Growing up is hard. Being a teenager is often awkward, but in youth and young adulthood we make crucial decisions that determine what adults we will become. Deciding whether to stay morally clean, who and when to date, whether to have a Temple marriage, what college to go to, whether to prepare to be a Mormon missionary: all of these things change how we will be for the rest of our lives. A decision to prepare and enter the Mormon temple can bring immense blessings, while a decision not to stay morally clean can bring dire heartache.

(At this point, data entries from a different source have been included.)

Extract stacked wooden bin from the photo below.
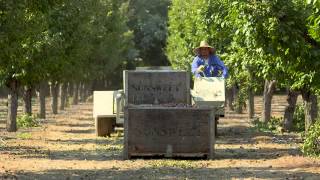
[123,70,215,159]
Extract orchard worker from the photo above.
[191,41,228,78]
[191,41,228,136]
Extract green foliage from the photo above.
[302,119,320,157]
[17,133,32,139]
[293,105,305,132]
[166,0,320,115]
[253,117,283,132]
[17,114,40,128]
[128,0,170,66]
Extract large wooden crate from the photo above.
[123,106,215,159]
[123,70,191,105]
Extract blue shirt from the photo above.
[191,55,228,78]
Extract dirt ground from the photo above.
[0,97,320,179]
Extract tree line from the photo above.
[0,0,169,131]
[166,0,320,131]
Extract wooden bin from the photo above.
[123,106,215,159]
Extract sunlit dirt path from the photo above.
[0,96,320,179]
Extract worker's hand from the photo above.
[197,65,204,72]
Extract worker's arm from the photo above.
[191,57,204,77]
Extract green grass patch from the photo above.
[17,114,40,128]
[253,117,283,133]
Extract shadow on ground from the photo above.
[0,167,320,179]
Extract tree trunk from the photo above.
[72,83,79,105]
[261,80,276,123]
[248,87,254,119]
[226,86,234,111]
[60,82,68,110]
[50,82,59,114]
[7,80,18,132]
[39,82,47,119]
[23,86,32,115]
[83,83,90,101]
[79,82,85,102]
[68,82,74,97]
[301,90,318,132]
[283,89,299,131]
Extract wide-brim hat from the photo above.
[193,41,216,54]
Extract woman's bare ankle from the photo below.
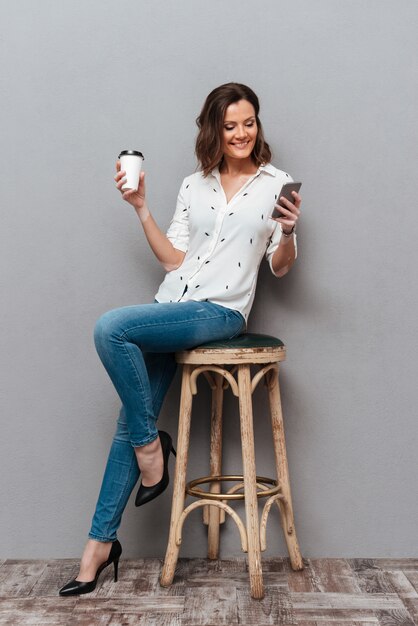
[76,539,112,582]
[134,437,164,487]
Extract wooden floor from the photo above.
[0,558,418,626]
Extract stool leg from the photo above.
[238,364,264,599]
[268,370,303,570]
[160,365,192,587]
[208,373,225,559]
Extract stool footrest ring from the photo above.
[186,474,280,502]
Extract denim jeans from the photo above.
[89,300,245,541]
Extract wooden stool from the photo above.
[160,333,303,598]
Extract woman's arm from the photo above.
[115,160,186,272]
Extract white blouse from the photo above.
[155,163,296,320]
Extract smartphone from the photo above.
[271,182,302,218]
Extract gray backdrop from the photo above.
[0,0,418,558]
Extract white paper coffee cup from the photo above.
[118,150,144,191]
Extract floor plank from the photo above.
[0,557,418,626]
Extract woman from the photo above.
[60,83,301,595]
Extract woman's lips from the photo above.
[231,141,250,149]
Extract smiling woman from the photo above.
[60,83,301,596]
[196,83,271,176]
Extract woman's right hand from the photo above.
[115,159,146,212]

We are in the decision-making portion of our existence. The teenage years can be somewhat of a fall from the innocence of childhood, just like we came down to Earth from living in innocence with God. We need the knowledge we gain in life, as in teenage years, to grow up to our full potential. Though some of us would probably like to skip being teenagers, it’s a crucial learning stage. Even in awkward, emotional, challenging times, you learn important lessons to guide your life. Similarly, in the fallen state of mortality, we learn from experience the lessons necessary for our eternal destiny.

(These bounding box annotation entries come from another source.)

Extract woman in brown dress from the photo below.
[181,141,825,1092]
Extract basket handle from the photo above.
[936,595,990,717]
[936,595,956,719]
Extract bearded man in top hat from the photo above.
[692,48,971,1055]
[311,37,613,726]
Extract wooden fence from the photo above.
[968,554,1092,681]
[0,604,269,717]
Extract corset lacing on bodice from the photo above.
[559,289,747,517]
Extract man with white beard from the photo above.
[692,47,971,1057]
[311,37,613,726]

Thomas S. Monson MormonThe lessons we learn in life and the decisions we make will determine whether we meet our full potential—whether we can become like our Father in Heaven. President Thomas S. Monson shared a story in the last General Conference, in which an elders quorum president was asked about the worth of souls:

The stunned quorum president hesitated as he formulated his reply. I had a prayer in my heart that he would be able to answer the question. He finally responded, “The worth of a soul is its capacity to become as God.” (Thomas S. Monson, “Our Sacred Priesthood Trust,” Ensign, May 2006, 56)

Being a teenager seems like everything when it’s happening, but when it’s over, it seems like a very short time—a time when we either prepared for the blessings and responsibilities of adulthood or we wasted time, thinking that just being a teenager was all that mattered. This life is the same way. We can either choose to prepare for the eternal adulthood—being like God—or we can be absorbed in mortality, thinking that this life is what matters.

So what does matter? Remembering the worth of your immortal soul, and preparing for the life to come. In this life, there are many ways we can prepare. We can take advantage of the Atonement of Jesus Christ. He paid the price for your otherwise-impossible destiny—will you do what it takes to reach it? We can learn to know personally our Heavenly Father and our Savior. We can repent, pray, read scriptures, listen to our leaders, and control ourselves.

While the hope and destiny of every human being is great, the things that will bring that destiny into view are usually simple, sometimes tedious, and never glamorous. They are the little things we do every day, like praying meaningfully, repenting of smaller or larger sins, and going to Mormon Church meetings. But these small things are what bring about the miracles necessary to grow to be closer to and more like Heavenly Father. Daily devotion to doing the right is what brings a powerful testimony and witness from the Holy Ghost. Worthiness brings the blessings of eternity promised when we keep our covenants. Repentance allows the miraculous atonement really work in us, to clean us from sin and let God forget our wrongs.

In this time of making choices, as in mortal life, we choose what we will be. We choose whether to be morally clean adults, blessed by covenants and service. We choose whether we will become like God after this mortal life. At this time, remember what you are worth. Remember not to throw yourself away in the darkness of a tough decision. There is light in keeping an eternal perspective.